A Smart TV is named as such because it’s not just used for displaying content; it’s further used to go to the Internet and pull down information. This mechanic has some great value, and it seems like a natural evolution for our TVs. However, with Internet connectivity, there’s always the risk that some information is being sent back to a server that we’re unaware of – or worse, information we’d never willingly give permission to send out.
Case in point: LG’s Smart TVs, which have been milking a little bit more than their owners have been aware of. With a Smart TV, it’s generally expected that information is going to be fetched from the Internet, but it’s not expected that information would get sent to the Internet – or rather, a remote server operated by the TV’s vendor.
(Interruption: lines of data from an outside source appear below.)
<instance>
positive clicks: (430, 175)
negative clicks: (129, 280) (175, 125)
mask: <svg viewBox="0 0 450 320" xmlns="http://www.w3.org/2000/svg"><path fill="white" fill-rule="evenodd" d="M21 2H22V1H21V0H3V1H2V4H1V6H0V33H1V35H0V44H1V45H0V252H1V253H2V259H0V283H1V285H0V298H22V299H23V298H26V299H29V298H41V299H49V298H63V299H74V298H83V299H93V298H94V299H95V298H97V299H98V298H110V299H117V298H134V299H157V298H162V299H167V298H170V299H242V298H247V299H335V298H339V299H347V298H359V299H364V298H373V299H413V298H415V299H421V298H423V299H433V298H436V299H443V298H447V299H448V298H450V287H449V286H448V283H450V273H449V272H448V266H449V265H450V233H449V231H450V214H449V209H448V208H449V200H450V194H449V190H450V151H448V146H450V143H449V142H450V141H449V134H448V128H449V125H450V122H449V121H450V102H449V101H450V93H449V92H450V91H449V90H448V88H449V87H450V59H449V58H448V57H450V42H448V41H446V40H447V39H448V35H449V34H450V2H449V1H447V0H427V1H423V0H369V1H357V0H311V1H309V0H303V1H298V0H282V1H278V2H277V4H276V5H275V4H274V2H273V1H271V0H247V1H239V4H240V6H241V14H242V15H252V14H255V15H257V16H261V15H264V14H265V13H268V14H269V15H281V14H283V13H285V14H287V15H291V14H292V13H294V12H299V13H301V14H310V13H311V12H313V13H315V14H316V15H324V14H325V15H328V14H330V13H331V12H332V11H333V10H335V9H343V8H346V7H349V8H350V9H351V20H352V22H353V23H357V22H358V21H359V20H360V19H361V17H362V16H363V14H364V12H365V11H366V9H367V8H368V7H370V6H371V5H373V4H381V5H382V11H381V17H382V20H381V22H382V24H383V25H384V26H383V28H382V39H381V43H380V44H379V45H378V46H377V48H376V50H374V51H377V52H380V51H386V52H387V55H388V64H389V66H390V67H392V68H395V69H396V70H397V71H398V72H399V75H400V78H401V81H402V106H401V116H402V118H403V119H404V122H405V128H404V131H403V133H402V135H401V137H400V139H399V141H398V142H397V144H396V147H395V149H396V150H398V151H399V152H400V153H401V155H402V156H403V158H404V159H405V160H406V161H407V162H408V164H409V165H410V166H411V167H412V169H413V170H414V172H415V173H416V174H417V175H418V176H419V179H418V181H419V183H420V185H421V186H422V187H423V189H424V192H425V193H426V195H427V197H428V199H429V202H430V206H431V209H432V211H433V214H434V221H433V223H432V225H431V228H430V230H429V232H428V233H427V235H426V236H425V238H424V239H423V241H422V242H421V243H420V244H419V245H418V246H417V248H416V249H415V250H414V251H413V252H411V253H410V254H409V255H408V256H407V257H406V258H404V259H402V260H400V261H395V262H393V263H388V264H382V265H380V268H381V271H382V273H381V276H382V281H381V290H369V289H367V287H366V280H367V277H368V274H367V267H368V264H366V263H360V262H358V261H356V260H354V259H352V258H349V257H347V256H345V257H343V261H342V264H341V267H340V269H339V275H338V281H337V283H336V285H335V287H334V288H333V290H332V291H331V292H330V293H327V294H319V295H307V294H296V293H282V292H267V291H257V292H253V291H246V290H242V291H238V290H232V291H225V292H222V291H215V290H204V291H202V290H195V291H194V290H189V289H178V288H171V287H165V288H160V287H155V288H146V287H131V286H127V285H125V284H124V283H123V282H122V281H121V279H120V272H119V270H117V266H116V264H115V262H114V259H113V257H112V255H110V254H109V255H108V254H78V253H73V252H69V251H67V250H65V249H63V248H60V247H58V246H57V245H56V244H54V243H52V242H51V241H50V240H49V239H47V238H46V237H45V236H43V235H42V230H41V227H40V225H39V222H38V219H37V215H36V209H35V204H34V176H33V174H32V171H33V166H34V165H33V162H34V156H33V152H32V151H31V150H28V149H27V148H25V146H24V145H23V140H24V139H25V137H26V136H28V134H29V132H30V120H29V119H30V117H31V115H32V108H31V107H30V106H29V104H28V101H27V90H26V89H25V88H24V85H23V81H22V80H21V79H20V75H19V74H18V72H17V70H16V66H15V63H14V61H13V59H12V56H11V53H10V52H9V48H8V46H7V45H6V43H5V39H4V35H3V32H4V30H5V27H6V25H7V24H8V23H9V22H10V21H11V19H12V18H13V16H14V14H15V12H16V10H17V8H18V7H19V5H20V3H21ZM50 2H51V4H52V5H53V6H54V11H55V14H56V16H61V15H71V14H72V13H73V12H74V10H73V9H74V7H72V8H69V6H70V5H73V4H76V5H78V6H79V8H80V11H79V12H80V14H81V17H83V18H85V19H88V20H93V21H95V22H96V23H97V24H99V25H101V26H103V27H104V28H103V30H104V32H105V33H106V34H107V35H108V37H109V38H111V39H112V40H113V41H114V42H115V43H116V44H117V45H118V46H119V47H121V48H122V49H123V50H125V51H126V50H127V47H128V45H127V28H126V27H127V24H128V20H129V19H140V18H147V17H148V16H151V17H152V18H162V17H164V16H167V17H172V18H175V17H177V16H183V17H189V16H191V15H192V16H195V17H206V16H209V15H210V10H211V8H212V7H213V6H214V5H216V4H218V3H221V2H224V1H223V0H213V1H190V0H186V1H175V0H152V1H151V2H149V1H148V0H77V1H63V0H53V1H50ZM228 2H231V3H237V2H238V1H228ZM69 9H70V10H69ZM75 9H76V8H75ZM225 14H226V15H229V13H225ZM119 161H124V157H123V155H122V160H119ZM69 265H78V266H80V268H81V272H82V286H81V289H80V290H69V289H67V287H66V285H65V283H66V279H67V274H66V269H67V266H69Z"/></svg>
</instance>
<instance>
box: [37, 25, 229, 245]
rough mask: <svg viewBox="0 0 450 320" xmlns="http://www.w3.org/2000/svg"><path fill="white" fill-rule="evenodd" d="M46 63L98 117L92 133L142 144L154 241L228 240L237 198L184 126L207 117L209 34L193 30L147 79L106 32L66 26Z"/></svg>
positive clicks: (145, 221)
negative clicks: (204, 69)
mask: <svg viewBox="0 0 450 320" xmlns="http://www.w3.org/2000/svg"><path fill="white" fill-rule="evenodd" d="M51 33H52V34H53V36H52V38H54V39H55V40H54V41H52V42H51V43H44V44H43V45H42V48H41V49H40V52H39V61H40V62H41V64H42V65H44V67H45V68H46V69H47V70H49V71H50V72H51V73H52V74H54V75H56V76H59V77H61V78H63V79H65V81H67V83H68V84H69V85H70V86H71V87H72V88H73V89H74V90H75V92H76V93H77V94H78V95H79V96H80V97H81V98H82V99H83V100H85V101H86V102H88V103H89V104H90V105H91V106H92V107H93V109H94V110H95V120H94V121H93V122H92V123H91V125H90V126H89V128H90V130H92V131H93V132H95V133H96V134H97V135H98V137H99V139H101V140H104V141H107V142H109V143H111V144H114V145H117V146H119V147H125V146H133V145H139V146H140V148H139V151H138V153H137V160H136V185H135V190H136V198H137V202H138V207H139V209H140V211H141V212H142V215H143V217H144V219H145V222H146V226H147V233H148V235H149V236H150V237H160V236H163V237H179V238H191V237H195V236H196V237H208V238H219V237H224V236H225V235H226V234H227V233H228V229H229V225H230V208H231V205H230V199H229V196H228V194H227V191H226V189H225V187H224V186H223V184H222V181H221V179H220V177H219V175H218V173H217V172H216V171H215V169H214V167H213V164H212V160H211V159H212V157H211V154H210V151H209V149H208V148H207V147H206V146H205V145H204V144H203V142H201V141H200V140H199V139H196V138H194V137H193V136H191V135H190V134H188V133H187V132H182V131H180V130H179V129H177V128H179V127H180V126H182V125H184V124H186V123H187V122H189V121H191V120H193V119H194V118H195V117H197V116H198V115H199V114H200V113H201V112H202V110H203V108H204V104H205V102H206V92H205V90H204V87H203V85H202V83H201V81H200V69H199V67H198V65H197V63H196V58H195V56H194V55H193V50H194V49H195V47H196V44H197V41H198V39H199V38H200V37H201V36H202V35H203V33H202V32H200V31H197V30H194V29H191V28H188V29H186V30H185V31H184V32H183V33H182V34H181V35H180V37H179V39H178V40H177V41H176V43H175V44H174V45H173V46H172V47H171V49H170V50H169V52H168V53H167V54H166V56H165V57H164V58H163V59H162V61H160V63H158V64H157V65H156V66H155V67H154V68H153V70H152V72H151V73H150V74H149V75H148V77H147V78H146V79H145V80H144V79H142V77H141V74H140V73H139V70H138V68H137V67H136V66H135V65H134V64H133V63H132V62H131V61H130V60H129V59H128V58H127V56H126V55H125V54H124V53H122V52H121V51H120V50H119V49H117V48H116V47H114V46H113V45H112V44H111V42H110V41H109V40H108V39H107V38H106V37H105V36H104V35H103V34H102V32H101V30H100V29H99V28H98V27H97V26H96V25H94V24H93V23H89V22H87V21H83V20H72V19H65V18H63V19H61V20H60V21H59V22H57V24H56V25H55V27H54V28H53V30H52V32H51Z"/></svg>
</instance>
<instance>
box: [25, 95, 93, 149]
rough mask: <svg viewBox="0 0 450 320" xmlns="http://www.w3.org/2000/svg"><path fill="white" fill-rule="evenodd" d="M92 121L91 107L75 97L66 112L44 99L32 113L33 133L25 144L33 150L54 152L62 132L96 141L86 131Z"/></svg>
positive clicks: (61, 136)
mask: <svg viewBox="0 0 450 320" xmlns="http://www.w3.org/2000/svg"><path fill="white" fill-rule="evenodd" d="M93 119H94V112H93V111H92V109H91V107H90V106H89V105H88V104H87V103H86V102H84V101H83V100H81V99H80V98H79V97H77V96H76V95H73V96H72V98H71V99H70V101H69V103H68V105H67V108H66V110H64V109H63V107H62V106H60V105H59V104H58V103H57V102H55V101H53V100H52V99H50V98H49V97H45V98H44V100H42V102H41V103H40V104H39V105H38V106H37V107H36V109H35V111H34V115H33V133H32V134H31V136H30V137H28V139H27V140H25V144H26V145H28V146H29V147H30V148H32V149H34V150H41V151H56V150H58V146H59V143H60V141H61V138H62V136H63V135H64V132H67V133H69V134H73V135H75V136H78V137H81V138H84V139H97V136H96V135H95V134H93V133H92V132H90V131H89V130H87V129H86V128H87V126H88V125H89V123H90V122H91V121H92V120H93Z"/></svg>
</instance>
Last week, it was discovered that select LG Smart TVs scan plugged-in media (eg: USB), and fetches a list of filenames discovered. Own She’s So Busty IV: A New Hope or Gossip.Girl.S01.720p.HDTV.H.264? LG’s servers just might know about it. The problem with a company taking it upon itself to fetch something that in all regards is personal should be clear.
It didn’t take LG too long to fess-up, and while it downplays the severity of its actions, it promises to soon rollout a fix that will allow people to disable the monitoring. What we’d hope is that this update would take it upon itself to disable the feature, because I’m willing to bet that most people are not going to want to be monitored – not in an age where spying is a serious issue.